Search code examples
pythonpython-3.xlistpython-requestspython-re

Check a list of words and return found words from page source code with a unique list


I have looked through various other questions but none seem to fit the bill. So here goes

I have a list of words

l = ['red','green','yellow','blue','orange'] 

I also have a source code of a webpage in another variable. I am using the requests lib

import requests

url = 'https://google.com'
response = requests.get(url)
source = response.content

I then created a substring lookup function like so

def find_all_substrings(string, sub):

    import re
    starts = [match.start() for match in re.finditer(re.escape(sub), string)]
    return starts

I now lookup the words using the following code where I am stuck

for word in l:
    substrings = find_all_substrings(source, word)
    new = []
    for pos in substrings:
        ok = False
        if not ok:
            print(word + ";")
            if word not in new:
                new.append(word)
                print(new)
            page['words'] = new

My ideal output looks like the following

Found words - ['red', 'green']


Solution

  • If all you want is a list of words that are present, you can avoid most of the regex processing and just use

    found_words = [word for word in target_words if word in page_content]
    

    (I've renamed your string -> page_content and l -> target_words.)

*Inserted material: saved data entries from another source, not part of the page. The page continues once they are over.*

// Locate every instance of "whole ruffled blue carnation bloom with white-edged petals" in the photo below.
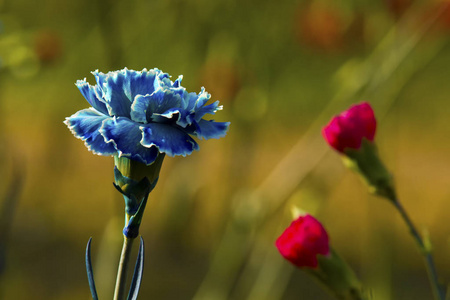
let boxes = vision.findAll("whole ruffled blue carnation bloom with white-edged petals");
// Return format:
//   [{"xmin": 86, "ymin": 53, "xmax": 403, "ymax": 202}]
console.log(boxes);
[{"xmin": 64, "ymin": 68, "xmax": 230, "ymax": 165}]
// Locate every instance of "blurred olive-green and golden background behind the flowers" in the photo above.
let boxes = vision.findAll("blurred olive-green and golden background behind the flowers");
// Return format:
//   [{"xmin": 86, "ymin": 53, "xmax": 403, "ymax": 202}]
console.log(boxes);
[{"xmin": 0, "ymin": 0, "xmax": 450, "ymax": 300}]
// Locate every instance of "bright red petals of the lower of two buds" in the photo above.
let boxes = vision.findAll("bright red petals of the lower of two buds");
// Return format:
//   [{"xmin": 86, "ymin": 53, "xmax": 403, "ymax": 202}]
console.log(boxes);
[{"xmin": 275, "ymin": 215, "xmax": 330, "ymax": 268}]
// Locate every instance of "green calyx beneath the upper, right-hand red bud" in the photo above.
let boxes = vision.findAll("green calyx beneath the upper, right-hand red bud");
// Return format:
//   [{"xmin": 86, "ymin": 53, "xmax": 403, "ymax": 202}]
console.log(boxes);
[{"xmin": 343, "ymin": 139, "xmax": 396, "ymax": 201}]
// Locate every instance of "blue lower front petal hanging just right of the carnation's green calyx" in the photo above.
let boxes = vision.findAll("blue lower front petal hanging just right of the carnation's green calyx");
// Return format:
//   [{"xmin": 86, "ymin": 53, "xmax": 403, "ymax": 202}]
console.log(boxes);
[{"xmin": 140, "ymin": 123, "xmax": 199, "ymax": 156}]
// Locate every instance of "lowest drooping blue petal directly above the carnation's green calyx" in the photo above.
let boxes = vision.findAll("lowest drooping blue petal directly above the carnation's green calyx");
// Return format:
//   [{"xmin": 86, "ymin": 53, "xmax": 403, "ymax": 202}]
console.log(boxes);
[{"xmin": 100, "ymin": 117, "xmax": 158, "ymax": 165}]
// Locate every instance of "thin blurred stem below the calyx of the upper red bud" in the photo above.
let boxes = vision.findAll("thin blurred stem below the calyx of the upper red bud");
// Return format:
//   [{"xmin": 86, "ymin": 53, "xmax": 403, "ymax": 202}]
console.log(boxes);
[{"xmin": 391, "ymin": 199, "xmax": 445, "ymax": 300}]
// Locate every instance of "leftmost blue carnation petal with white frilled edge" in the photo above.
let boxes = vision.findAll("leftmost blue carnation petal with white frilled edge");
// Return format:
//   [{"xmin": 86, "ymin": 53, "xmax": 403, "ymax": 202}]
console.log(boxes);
[{"xmin": 64, "ymin": 108, "xmax": 117, "ymax": 155}]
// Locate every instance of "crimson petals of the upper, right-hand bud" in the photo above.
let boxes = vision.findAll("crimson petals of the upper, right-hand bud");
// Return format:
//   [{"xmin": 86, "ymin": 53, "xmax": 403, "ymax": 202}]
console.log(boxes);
[{"xmin": 322, "ymin": 102, "xmax": 377, "ymax": 152}]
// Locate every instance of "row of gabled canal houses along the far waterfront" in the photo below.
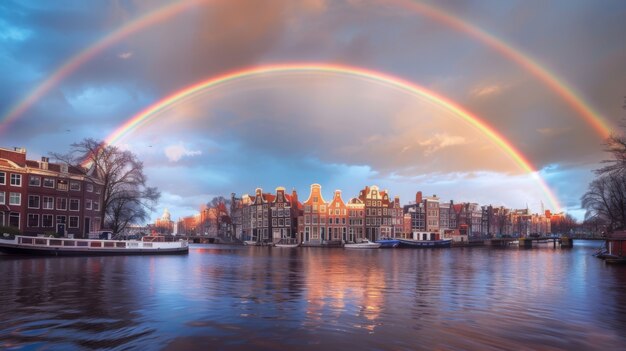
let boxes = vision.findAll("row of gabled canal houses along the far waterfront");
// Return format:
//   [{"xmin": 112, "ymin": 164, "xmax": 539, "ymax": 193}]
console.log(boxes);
[{"xmin": 231, "ymin": 184, "xmax": 550, "ymax": 245}]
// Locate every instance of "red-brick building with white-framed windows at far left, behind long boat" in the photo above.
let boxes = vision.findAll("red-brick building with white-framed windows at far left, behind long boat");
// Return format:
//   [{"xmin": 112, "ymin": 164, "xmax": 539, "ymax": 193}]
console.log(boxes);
[{"xmin": 0, "ymin": 148, "xmax": 102, "ymax": 238}]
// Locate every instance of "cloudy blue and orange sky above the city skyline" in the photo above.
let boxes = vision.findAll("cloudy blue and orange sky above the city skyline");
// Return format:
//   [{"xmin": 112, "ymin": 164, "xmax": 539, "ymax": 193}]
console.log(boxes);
[{"xmin": 0, "ymin": 0, "xmax": 626, "ymax": 223}]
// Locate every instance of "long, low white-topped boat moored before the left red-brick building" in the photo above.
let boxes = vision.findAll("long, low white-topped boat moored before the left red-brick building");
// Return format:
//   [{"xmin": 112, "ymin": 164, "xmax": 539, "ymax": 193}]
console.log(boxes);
[{"xmin": 0, "ymin": 235, "xmax": 189, "ymax": 256}]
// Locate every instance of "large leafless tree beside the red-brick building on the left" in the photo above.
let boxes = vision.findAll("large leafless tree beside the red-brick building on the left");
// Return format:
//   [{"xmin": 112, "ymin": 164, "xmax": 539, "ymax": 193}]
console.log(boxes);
[{"xmin": 52, "ymin": 138, "xmax": 161, "ymax": 233}]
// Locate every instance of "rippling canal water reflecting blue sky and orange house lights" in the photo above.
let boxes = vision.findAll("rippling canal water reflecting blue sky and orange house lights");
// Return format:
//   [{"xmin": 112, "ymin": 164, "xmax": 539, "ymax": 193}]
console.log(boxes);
[{"xmin": 0, "ymin": 241, "xmax": 626, "ymax": 350}]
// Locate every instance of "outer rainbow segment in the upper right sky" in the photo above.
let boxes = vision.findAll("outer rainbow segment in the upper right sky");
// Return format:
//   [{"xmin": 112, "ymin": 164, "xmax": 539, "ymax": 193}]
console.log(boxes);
[{"xmin": 400, "ymin": 0, "xmax": 612, "ymax": 139}]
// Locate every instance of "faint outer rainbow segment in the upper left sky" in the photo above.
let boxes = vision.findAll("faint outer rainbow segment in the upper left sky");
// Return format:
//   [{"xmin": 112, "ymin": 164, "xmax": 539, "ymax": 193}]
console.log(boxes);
[{"xmin": 0, "ymin": 0, "xmax": 207, "ymax": 133}]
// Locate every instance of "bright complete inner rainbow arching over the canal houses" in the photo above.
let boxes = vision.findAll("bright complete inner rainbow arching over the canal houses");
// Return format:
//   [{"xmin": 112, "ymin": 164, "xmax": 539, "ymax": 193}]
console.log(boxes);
[{"xmin": 105, "ymin": 63, "xmax": 561, "ymax": 212}]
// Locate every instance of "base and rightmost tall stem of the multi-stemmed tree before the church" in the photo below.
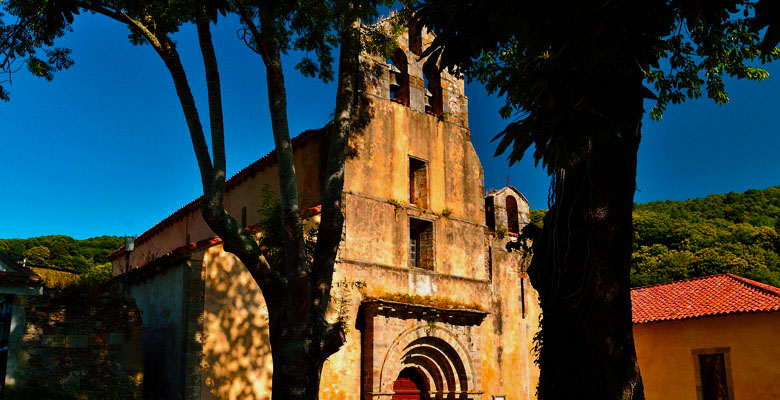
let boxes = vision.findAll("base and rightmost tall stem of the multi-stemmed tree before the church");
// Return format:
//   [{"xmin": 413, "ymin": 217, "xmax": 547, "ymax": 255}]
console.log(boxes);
[{"xmin": 269, "ymin": 10, "xmax": 360, "ymax": 400}]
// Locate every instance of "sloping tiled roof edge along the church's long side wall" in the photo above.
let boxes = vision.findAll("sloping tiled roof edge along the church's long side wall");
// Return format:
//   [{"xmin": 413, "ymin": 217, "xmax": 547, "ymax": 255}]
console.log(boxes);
[{"xmin": 106, "ymin": 126, "xmax": 327, "ymax": 260}]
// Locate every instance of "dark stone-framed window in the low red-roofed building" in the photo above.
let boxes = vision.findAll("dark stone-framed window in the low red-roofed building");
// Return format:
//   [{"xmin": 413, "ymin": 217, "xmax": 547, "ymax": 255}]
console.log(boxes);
[{"xmin": 693, "ymin": 347, "xmax": 734, "ymax": 400}]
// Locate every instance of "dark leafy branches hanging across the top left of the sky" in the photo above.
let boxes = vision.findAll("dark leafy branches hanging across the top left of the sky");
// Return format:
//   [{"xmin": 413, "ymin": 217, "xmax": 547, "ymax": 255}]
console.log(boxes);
[{"xmin": 0, "ymin": 0, "xmax": 396, "ymax": 101}]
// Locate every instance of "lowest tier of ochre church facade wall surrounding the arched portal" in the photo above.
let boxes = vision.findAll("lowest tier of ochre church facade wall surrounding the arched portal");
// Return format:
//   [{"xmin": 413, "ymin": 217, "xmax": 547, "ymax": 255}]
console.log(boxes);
[{"xmin": 320, "ymin": 250, "xmax": 540, "ymax": 400}]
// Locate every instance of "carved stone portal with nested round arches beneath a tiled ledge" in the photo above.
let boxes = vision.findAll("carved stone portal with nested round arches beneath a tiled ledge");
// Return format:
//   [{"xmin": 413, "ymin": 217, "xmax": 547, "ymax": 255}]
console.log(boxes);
[{"xmin": 362, "ymin": 302, "xmax": 486, "ymax": 400}]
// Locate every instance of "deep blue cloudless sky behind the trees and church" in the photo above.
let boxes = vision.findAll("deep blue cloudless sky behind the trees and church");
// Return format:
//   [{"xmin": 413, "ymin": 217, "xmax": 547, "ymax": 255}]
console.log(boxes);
[{"xmin": 0, "ymin": 16, "xmax": 780, "ymax": 238}]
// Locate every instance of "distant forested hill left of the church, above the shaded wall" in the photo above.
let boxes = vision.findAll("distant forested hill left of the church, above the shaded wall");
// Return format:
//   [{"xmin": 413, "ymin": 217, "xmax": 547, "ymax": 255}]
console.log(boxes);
[{"xmin": 0, "ymin": 235, "xmax": 124, "ymax": 272}]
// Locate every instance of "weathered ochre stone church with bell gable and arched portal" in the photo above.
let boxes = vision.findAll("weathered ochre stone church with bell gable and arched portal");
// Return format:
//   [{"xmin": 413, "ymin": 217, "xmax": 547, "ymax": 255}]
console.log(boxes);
[{"xmin": 109, "ymin": 24, "xmax": 539, "ymax": 400}]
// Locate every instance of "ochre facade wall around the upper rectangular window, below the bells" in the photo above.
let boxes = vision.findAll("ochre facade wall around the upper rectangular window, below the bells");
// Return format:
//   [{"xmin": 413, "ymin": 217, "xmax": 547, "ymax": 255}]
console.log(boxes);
[{"xmin": 344, "ymin": 98, "xmax": 484, "ymax": 224}]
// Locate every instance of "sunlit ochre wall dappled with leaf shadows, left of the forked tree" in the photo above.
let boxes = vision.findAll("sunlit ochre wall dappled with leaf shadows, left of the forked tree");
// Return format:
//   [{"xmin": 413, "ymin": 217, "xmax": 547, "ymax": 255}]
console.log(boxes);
[{"xmin": 202, "ymin": 246, "xmax": 273, "ymax": 400}]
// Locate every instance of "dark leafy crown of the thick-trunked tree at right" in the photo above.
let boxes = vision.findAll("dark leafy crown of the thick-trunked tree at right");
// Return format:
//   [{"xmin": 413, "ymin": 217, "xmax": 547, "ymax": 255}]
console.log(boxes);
[{"xmin": 417, "ymin": 0, "xmax": 780, "ymax": 174}]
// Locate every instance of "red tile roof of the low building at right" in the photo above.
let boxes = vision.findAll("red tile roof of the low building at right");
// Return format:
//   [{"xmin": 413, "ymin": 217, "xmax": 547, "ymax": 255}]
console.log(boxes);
[{"xmin": 631, "ymin": 274, "xmax": 780, "ymax": 324}]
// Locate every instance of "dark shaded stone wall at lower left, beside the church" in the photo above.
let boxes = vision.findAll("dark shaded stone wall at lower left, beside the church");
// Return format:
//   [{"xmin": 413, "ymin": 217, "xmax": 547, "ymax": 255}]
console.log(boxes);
[{"xmin": 5, "ymin": 293, "xmax": 144, "ymax": 399}]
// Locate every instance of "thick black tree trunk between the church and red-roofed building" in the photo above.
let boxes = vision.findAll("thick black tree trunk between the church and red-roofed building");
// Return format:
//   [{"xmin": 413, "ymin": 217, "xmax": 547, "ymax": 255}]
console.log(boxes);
[{"xmin": 529, "ymin": 121, "xmax": 644, "ymax": 400}]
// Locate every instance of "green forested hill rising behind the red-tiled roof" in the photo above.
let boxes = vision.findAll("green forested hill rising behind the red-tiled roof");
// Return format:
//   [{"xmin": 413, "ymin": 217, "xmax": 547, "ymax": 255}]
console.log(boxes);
[{"xmin": 532, "ymin": 186, "xmax": 780, "ymax": 286}]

    If you need additional information or processing (e.g. the regexs / BeautifulSoup parser) and have a list of items which you need to deduplicate, you can just run it through a set() call. If you need a list instead of a set, or want to guarantee the order of found_words, just cast it again. Any of the following should work fine:

    found_words = set(possibly_redundant_list_of_found_words)
    found_words = list(set(possibly_redundant_list_of_found_words))
    found_words = sorted(set(possibly_redundant_list_of_found_words))
    

    If you've got some sort of data structure you're parsing (because BeautifulSoup & regex can provide supplemental information about position & context, and you might care about those), then just define a custom function extract_word_from_struct() which extracts the word from that structure, and call that inside a set comprehension:

    possibly_redundant_list_of_found_words = [extract_word_from_struct(struct) for struct in possibly_redundant_list_of_findings]
    found_words = set(word for word in possibly_redundant_list_of_found_words if word in target_words)